特定栄養目的食品及び一般用食品(食品サプリメントを含む)への栄養目的で添加されるクエン酸バナジウム、ビスマルトラトオキソバナジウム、ビスグリシナトオキソバナジウム、及び栄養目的でサプリメントに使用される硫酸バナジル、五酸化バナジウム、モノバナジウムアンモニウムに関するAFCパネルの意見
Vanadium citrate, bismaltolato oxo vanadium and bisglycinato oxo vanadium added for nutritional purposes to foods for particular nutritional uses and foods (including food supplements) intended for the general population and vanadyl sulphate, vanadium pentoxide and ammonium monovanadate added for nutritional purposes to food supplements[1] - Scientific Opinion of the Panel on Food Additives, Flavourings, Processing Aids and Materials in Contact with Food
26/02/2008
http://www.efsa.europa.eu/EFSA/efsa_locale-1178620753812_1178689480914.htm
AFCパネルは表題化合物について、バナジウム源としての安全性とバナジウムの生物学的利用能について評価した。バナジウムそのものの安全性評価はAFCパネルの権限外である。

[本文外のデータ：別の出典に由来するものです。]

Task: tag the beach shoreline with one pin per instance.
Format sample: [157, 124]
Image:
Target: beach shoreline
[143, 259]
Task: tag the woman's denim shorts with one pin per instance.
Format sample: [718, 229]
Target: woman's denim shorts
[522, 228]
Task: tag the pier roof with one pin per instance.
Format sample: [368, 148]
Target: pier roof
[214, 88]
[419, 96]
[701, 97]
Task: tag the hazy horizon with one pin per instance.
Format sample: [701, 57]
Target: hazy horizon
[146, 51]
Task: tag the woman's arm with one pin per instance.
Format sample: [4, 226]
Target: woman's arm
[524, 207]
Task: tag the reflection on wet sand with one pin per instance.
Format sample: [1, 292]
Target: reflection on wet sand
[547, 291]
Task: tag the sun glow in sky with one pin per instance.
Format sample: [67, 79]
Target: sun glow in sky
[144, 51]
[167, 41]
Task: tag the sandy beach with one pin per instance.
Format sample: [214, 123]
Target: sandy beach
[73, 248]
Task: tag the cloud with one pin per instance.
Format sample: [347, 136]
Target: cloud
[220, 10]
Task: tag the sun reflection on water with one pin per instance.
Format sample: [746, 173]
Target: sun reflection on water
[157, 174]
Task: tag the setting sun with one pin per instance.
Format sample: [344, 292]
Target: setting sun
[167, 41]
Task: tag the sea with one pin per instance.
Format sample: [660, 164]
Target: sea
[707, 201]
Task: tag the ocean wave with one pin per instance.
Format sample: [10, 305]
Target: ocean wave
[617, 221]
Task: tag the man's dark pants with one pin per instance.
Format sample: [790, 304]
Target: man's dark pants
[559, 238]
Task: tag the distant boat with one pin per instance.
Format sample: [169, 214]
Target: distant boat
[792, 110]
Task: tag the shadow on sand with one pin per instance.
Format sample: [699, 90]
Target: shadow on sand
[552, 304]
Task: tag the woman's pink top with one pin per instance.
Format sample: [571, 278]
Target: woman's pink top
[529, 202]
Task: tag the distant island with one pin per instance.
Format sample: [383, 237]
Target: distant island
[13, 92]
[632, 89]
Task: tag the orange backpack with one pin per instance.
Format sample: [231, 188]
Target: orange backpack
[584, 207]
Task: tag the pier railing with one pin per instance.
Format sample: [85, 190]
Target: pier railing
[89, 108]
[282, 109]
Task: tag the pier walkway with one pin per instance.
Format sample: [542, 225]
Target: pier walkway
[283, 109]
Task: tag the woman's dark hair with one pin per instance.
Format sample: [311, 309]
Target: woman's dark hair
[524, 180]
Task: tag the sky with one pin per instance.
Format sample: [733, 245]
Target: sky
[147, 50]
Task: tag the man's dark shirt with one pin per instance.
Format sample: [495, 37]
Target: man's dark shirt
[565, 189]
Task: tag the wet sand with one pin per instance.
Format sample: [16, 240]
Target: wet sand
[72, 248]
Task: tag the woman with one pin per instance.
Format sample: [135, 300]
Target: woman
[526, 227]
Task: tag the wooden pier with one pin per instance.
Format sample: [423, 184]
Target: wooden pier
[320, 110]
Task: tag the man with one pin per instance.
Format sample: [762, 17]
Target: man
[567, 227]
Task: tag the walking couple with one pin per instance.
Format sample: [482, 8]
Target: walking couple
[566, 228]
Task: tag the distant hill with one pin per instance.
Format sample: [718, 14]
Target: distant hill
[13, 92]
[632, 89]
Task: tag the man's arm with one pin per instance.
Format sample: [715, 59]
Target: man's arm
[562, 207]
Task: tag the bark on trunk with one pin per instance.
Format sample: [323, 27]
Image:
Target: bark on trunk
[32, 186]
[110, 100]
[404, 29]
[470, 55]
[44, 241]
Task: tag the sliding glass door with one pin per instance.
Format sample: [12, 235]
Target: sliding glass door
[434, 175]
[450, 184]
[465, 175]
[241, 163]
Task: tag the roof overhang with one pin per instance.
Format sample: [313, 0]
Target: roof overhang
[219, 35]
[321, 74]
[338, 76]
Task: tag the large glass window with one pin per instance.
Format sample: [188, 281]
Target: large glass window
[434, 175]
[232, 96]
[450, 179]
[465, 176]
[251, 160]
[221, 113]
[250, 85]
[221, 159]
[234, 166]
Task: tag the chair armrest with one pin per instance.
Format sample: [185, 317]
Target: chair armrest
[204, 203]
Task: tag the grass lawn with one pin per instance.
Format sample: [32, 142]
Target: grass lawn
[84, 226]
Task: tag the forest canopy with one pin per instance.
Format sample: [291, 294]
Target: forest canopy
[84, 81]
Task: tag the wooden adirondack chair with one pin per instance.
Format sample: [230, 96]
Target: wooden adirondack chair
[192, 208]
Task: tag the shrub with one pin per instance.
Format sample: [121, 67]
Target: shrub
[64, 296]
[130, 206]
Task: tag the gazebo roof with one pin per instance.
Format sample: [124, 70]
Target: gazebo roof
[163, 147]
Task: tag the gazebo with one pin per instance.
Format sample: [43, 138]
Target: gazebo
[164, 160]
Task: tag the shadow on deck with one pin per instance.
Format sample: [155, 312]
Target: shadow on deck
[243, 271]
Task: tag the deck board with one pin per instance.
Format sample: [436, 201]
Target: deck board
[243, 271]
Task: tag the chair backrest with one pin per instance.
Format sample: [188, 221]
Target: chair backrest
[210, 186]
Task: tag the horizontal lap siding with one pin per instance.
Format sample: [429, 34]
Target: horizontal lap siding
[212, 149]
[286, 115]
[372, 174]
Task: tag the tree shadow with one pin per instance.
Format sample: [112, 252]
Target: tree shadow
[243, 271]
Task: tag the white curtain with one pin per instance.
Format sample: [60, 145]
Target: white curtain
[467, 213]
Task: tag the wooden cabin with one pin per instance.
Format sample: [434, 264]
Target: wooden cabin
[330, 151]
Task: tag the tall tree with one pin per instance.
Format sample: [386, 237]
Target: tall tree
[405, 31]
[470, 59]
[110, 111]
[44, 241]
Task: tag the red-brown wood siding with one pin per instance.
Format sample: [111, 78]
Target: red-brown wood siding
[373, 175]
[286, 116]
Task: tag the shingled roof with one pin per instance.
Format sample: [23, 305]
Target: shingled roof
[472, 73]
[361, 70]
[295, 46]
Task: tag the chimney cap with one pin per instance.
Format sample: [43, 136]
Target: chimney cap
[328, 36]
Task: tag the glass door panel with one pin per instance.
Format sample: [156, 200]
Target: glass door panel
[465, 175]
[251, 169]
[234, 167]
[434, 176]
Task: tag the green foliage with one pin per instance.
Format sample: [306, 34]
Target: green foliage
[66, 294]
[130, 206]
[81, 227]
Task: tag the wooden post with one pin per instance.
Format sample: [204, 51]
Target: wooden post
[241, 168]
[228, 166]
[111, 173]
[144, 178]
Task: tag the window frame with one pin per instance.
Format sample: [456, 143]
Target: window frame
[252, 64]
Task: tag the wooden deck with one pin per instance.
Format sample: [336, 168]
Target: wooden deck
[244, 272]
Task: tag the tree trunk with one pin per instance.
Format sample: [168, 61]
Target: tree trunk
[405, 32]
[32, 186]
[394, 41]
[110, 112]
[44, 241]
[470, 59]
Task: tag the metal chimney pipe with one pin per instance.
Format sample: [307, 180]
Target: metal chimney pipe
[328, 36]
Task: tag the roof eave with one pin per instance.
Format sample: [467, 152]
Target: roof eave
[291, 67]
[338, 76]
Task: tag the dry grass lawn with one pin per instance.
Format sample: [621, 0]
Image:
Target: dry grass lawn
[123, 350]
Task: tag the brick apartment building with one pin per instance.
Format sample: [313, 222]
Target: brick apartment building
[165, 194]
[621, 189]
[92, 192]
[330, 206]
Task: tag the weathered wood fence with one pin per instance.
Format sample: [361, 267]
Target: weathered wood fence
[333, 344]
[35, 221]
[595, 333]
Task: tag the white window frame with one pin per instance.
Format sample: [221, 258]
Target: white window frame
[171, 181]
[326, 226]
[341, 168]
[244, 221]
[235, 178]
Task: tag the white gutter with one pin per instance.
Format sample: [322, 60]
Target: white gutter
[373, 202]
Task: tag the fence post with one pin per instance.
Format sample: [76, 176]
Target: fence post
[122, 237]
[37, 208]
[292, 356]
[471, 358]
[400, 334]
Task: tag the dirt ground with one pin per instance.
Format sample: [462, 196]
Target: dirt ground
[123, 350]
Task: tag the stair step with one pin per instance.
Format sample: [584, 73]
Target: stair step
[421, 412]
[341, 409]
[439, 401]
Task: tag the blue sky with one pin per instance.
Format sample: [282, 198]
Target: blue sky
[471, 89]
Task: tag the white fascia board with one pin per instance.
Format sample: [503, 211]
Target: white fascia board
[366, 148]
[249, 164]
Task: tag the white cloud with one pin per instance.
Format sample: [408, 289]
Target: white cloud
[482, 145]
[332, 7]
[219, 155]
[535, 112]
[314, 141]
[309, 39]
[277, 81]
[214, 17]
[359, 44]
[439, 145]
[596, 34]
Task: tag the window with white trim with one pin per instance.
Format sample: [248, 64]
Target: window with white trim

五酸化バナジウムからのバナジウムの吸収は低く、通常の食事からのバナジウムの吸収と同程度である。経口投与による硫酸バナジルとモノバナジウムアンモニウムのラットにおける小腸からの吸収及び硫酸バナジルのヒトでの吸収データからはこれらのバナジウム源からのバナジウムの利用度はより高いことが示されている。ビスグリシナトオキソバナジウムについても未発表ヒトデータから同様で、これらバナジウム源からのバナジウムの生物学的利用能は通常のヒトの食事からのバナジウム吸収より高いと推定される。
硫酸やクエン酸アンモニウムなどはSCFやJECFAで検討されていて安全上の懸念はない。バナジン酸複合体中の配位子としてのマルトールやグリシンにも安全上の懸念はない。
しかしながらAFCパネルはバナジウムに関するNDAパネルの意見でNOAELが設定できないと結論し耐用摂取量は設定できないとしたことから、この結論はバナジウムそのものだけではなく今回検討しているバナジウム源化合物にも適用されると考え、安全に使用できる量は設定できないと結論した。